In the trailer: saddles, bridles, bits, saddle pads, leg boots, extra halters/leads, ropes, extra coats/boots for me (because invariably, it's hotter or colder out there than it is just a few miles away at home).


In my basement: saddles, saddle pads, bridles/bits and harness that I'm not currently using. It's dry, clean, and not in the way in the trailer.


----------



## JCnGrace (Apr 28, 2013)

A little bit of about everything you'd find in my barn tack room only in smaller quantities. The only thing I don't keep in it and instead load and unload is feed, hay, meds and fly spray. Then it also has under the manger storage and that's pretty full too. LOL It has extension cords, step ladder, the rubber mat that goes in front of the LQ's door, buckets & feed pans for both the horses and dog, folding table, fold up saddle stands, lawn chairs, scoop shovel and I'm sure miscellaneous other things.


----------



## Kato (Apr 20, 2011)

*Cleaning Items*


Muck bucket
pitchfork
broom & dustpan
bucket brush
small bottle of dish soap
smaller stiff
scrub brush (to clean poo side of trailer)
bucket marked specifically for cleaning purposes
disinfectant spray.
I keep all the smaller items in the cleaning bucket, pitchfork & broom hang off wall and muck bucket is either under my saddle rack or in the 1st stall depending upon if I am using 1st stall for storage for long trips. I have a couple tension curtain rods going across the ceiling in my dressing room and hang the bucket from there. 



*Tack*


Training bridle, it has clip bit holders and will adjust from cob to slightly oversized.
reins
a spare cinch for each horse - I just take their old one when I replace it and toss it in trailer
nylon ladigo & off billet nylon rolls up nicely and takes up very little space.
Spare saddle pad stay in trailer - hanging off ceiling curtain rod
spare breast collar
extra halters & leads - one for each horse
spare leather break aways - since all my horses have break away halters.
Extra bit - one to match main bit style for each horse (2 single joints, 1 dog bone)
spare helmets
*Misc other stuff*


Collapsable buckets (great for offering water and day rides - save a ton of space)
Water tubs - for longer trips and camping (put in as needed)
Water buckets - only if going to be stalled (put in as needed)
feed pans
bucket straps
double end clips
fly masks
ear bonnets
grooming kit (hangs on ceiling curtain rod)
magnetic white board for vet & contact info
SMBs & bell boots - stuck to wall with velcro
Bale twine
chicago screws ( I have nothing that needs them but my friends often do)
camp chairs
5 gal buckets of water - goes in 1st stall if not hauling 3
mounting block - also used as trailer stairs
1st aid kit
hay in hay bags - only if I am hauling 3 horses - otherwise in 1st stall
grain & scoop - goes in 1st stall if not hauling 3
3 hay nets
hammock & tree straps - to hang outside or inside the trailer
lugable-loo - goes in 1st stall if not hauling 3
2 collapsible saddle racks
flag
lungeline
*Tools*


Trailer aid
set of triangles
set of flares
breaker bar
4-way for lug nuts
socket to fit trailer lugs
extension for socket
fix-a-flat
air compressor & cord extension to run off truck cig lighter
tire plug kit
tire pressure gauge
wheel chocks
pliers
wire cutters
screw drivers
vice-grip
small socket / wrench set
wire stripper & crimper
butt connectors for wire
extra tail lights
spare plug for tail lights
electrical tape
duct tape
zip ties
fire extinguisher
wd-40
wasp spray
white lithium grease
work gloves
razor knife
lighter
shrink tube
bungee cords
fencing pliers - work pretty well for pulling shoes too
hammer
extra wire
dielectric grease
electrical contact cleaner
wire brush
mat movers
spare fuses of every size
I installed a tool box on the tongue of my trailer and everything off my tools list fits in there. I also have a battery powered impact wrench in my pick up for tire changes as well as a 10-ton bottle jack. 

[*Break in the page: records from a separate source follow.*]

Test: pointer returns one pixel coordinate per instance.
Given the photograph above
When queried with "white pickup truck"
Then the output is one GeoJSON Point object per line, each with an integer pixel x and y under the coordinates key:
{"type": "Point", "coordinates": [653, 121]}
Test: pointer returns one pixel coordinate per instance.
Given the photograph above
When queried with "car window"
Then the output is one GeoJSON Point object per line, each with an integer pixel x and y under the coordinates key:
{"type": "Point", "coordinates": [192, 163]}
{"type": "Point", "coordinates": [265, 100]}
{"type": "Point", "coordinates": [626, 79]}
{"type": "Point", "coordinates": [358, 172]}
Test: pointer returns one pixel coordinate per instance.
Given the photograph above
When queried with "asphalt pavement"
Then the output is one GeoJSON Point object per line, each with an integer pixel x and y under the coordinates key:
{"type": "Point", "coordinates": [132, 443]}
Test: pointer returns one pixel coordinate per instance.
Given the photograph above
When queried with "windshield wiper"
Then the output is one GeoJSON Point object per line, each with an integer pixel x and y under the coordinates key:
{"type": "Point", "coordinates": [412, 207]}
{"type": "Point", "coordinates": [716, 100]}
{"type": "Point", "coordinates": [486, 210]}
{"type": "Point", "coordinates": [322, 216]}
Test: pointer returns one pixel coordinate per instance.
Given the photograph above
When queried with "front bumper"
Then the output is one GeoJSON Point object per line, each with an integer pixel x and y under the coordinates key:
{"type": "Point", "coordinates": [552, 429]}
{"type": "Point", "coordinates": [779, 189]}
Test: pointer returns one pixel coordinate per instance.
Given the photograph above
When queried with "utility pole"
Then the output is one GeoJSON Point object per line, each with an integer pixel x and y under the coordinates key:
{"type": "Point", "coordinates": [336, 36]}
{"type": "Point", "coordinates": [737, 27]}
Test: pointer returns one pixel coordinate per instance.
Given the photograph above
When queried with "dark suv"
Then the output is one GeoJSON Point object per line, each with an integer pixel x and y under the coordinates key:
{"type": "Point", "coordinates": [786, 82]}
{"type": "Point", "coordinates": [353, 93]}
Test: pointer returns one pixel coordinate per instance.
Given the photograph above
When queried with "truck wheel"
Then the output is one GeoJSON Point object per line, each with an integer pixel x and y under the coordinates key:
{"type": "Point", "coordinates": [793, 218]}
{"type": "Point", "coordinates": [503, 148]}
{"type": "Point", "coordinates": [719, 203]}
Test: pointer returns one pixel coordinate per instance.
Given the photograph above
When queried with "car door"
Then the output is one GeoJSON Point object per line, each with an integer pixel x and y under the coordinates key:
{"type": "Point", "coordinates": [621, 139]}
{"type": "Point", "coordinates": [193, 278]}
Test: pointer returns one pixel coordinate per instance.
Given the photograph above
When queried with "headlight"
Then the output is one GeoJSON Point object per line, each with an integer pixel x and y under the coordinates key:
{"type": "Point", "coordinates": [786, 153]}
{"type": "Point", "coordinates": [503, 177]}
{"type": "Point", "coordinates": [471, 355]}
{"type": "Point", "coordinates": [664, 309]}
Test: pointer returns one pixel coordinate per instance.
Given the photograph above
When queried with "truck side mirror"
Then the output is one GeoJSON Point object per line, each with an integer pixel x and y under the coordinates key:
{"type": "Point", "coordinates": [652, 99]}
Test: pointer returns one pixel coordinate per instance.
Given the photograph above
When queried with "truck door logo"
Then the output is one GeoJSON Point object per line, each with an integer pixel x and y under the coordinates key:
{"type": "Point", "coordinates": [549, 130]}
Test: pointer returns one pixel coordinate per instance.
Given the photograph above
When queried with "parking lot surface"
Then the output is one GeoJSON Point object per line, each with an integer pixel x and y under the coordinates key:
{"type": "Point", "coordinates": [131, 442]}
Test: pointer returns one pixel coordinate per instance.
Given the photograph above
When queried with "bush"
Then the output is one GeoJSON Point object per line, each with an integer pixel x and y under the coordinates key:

I have a plastic 3 drawer cart that hold most of the smaller stuff and a large plastic tool chest that holds buckets, feed pans and the spare tack ( I save my hooks for the tack we pack with) my chairs fit in the curve of the nose ahead of the toolbox. I have helmet racks above the door. I utilize the curtain rods as necessary to get stuff up off the floor. My dressing room is small, and it is full, well organized so it doesn't look as full as it sounds. I included a picture of a trailer with the same tack room as mine. I will try and get pictures of mine when the next time I pull it out.


----------



## LoriF (Apr 3, 2015)

Acadianartist said:


> So obviously I missed the "trailer" part of the tack room. I do not have a beer fridge in my trailer, just in case anyone is wondering, lol.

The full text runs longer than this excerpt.